Сосредоточенность на проблемах еды и утоления голода у заведомо истощенных людей была еще больше, чем в тбилисской тюрьме. Даже лекарства воспринимались как некая пища. Во время их раздачи все кричали: "А мне, а мне...", - и добрая медсестра всем что-нибудь давала, так, чтобы люди чувствовали, что как бы немножко поели и чуть-чуть утолили голод. Истощение переходило в дистрофию, дистрофия сопровождалась цынгой, а кончалось все дизентерией. Начался дизентерийный мор. Каждый день в больнице именно от дизентерии умирало несколько человек. Не раз, проснувшись на своем матраце, я видел, что на соседнем лежит труп. А только вчера вечером сосед еще говорил, иногда смеялся и даже высказывал надежды, строил какие-то планы.

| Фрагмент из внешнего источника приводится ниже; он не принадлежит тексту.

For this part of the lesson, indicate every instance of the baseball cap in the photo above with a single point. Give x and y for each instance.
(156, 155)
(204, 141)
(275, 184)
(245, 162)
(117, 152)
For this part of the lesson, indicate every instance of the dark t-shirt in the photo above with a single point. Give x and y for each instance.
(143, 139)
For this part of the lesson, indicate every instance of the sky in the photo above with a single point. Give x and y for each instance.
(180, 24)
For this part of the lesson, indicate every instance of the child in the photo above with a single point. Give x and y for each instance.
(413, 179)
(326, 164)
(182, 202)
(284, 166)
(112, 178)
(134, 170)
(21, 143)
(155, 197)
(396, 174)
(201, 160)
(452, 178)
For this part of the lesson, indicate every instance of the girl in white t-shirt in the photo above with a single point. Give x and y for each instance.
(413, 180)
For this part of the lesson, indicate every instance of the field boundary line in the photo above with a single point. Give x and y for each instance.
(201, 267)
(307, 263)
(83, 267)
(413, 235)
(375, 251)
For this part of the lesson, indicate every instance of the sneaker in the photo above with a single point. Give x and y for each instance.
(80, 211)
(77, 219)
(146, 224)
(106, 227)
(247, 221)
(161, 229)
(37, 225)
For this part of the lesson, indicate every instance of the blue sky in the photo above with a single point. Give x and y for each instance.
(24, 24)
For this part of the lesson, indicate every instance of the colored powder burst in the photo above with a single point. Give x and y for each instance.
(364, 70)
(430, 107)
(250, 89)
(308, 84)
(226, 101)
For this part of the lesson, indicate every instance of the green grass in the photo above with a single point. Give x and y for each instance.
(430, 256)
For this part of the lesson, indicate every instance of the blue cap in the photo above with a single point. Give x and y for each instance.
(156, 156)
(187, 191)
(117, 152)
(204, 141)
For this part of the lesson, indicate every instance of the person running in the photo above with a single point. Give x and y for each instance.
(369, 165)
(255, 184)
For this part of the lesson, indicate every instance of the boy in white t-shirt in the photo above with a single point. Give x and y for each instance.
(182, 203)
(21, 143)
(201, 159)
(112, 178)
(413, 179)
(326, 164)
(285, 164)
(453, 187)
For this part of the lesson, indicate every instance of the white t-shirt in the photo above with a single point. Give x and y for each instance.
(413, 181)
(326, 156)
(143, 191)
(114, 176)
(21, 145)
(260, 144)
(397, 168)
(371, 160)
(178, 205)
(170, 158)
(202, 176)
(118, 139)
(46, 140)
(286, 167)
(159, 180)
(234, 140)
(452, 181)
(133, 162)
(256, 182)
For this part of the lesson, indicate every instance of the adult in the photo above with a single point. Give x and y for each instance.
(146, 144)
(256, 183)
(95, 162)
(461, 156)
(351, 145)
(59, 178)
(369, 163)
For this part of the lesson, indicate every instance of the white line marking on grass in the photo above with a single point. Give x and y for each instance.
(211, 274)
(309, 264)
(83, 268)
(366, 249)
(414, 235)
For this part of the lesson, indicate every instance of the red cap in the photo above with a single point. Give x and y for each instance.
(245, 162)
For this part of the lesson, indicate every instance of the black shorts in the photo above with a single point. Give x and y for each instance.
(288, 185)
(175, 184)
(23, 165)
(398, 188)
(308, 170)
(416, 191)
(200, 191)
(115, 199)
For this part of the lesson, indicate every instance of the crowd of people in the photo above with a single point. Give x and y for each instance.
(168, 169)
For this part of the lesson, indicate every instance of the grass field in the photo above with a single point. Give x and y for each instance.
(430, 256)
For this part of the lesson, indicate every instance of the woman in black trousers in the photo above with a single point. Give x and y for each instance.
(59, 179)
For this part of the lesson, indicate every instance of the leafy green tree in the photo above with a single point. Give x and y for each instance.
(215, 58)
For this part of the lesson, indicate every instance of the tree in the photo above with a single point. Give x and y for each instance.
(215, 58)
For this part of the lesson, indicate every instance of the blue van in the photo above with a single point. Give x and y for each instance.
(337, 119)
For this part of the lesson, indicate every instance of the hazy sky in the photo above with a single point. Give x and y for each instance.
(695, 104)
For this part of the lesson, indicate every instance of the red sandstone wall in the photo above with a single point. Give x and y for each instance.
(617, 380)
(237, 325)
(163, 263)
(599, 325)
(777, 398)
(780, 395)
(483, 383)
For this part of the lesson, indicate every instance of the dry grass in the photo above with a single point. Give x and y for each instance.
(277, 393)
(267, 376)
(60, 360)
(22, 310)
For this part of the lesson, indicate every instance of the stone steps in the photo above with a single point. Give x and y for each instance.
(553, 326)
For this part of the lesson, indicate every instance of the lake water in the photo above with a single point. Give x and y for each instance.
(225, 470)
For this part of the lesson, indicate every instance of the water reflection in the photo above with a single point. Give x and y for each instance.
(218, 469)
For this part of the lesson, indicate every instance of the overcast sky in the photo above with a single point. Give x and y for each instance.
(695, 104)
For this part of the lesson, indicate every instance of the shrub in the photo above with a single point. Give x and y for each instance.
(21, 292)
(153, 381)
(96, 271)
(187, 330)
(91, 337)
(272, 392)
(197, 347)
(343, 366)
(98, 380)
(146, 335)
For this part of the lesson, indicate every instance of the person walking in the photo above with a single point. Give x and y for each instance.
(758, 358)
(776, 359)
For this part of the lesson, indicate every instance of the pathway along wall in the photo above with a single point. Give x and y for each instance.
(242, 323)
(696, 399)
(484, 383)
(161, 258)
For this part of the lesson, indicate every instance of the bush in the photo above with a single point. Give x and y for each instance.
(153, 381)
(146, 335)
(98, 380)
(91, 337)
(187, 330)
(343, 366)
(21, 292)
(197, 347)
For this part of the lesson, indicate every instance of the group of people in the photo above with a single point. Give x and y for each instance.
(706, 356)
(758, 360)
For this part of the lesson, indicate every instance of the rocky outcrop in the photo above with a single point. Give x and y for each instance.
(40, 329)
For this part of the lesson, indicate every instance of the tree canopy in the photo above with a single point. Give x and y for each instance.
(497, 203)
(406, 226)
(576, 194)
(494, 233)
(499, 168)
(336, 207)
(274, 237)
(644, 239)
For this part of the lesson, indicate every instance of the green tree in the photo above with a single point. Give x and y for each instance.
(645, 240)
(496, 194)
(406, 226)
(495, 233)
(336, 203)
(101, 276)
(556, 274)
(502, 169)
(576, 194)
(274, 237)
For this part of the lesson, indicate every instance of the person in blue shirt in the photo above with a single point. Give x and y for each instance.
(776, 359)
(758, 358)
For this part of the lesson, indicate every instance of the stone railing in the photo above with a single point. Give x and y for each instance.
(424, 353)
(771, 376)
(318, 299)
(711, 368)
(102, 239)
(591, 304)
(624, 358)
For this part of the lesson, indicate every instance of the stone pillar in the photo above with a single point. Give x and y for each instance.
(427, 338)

Никогда не забуду одного милого юношу - сына уничтоженного в 1937 году крупного партдеятеля, кажется, даже секретаря Осетинского обкома. Умирая от дистрофии, он мечтал о стакане мацони, и я ему раздобыл мацони через добрую медсестру (откуда у меня были деньги, я расскажу несколько позже). Недолго он жил после этого...

У меня у самого развивалась дистрофия, и начиналась цынга. Тело покрылось черными точками, кровоточили десны. Но дизентерийного поноса еще не было, и я себя чувствовал пока крепче многих. В это время стало известно от врачей, что смутные слухи о возможности освобождения на тех или других условиях становятся реальностью. "Бытовиков" давно уже актировали по болезни или отправили на фронт (правда, они на фронт не хотели и предпочитали тюрьму). Теперь актировать по болезни разрешили и политических, если их "преступление" сводилось к "болтовне" (статья 58-10). Актировке должен был предшествовать "пересуд", то есть просмотр дел с точки зрения серьезности и социальной опасности таких "преступников". Актировка проводилась ограниченно, в некоторых местах и по особой секретной директиве. В центральной больнице в Овчалах комиссовка должна была производиться в первую очередь. Фактически дистрофия была у всех, но надо было выбирать самых близких к смертному концу. Я был не из самых тяжелых дистрофиков, но безусловно имел право претендовать на актировку.

Мне помогли двое грузинских врачей, очень меня жалевших. Это был старый доктор, окончивший медицинский факультет в Париже (мы с ним изредка разговаривали по-французски), и его коллега, симпатичная молодая женщина. Воспользовавшись тем, что у меня был (и, видимо, уж прошел) плеврит, они стали поговаривать о том, что у меня туберкулез легких - болезнь, также подлежащая актированию. Не думаю, чтобы они всерьез верили в мой туберкулез, но точно не знаю. Рентгена в больнице не было, и диагнозы такого рода ставились на глазок. Их усилиями я был включен в список на первую же комиссию.